Она подводит его к единственной ухоженной грядке.
— Вот ромашка. Вот душистый ясменник, а вот — мирт. Эта часть земли нужна не для того, чтобы кормиться. Мир для отца теперь существует лишь в тех чувствах, что у него остались. И эти травы, — она легонько трогает подсохший стебелек, — нужны мне, чтобы заполнять дом свежими запахами.
Уильям не знает, что сказать; он молча смотрит на нее с возвышения, где стоит. Отсюда хорошо видна бледная полоска ее пробора. И едва заметный светлый пушок над ее верхней губой.
— А вот эти травы лечебные, может быть, ваша мать знает об их целебном действии, — говорит Синтия, наклоняясь к земле, — рута для суставов вашего и моего отцов. Пристенный дубровник, это от подагры. Что с вами, господин Страуд?
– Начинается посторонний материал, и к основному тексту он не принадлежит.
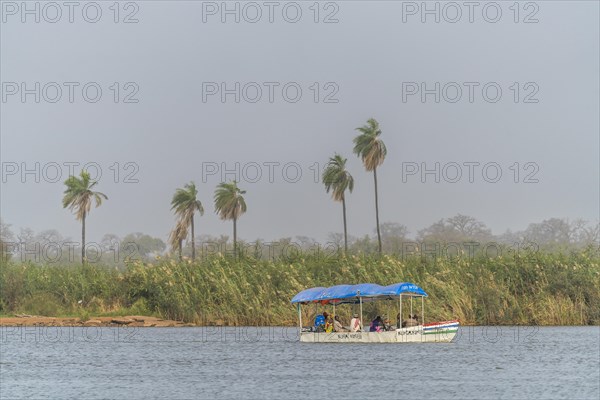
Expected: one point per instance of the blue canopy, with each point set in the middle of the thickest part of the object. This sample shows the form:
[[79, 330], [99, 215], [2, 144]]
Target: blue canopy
[[352, 293]]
Вам нехорошо?
Уильям откашливается, глядя на один из цветков, еще не названных ею.
— Нет, со мной все в порядке. — Глупец, проклятый глупец! — Вашему отцу повезло, что у него есть вы.
Синтия распрямляется.
— Идемте, — говорит она. — Я хочу показать вам кое-что еще.
Дигби заглядывает в гостиную, не осталось ли там с вчера хоть корки хлеба, и спугивает человека, едва ли не носом уткнувшегося в кресло хозяина. Дигби нетерпеливо отмахивается от извинений слуги и, видя, что стол пуст, покидает комнату. Деллер и его жена, по-видимому, еще спят, однако рядом слышен шорох щетки подметальщицы, и с кухни доносятся голоса. Скоро поднимутся и хозяева, а тогда ему уже не удастся ускользнуть незаметно.
Дигби отыскивает двери на улицу, идя тем же путем, которым его вели по коридорам вчера, когда мокрая одежда липла к телу точно глина.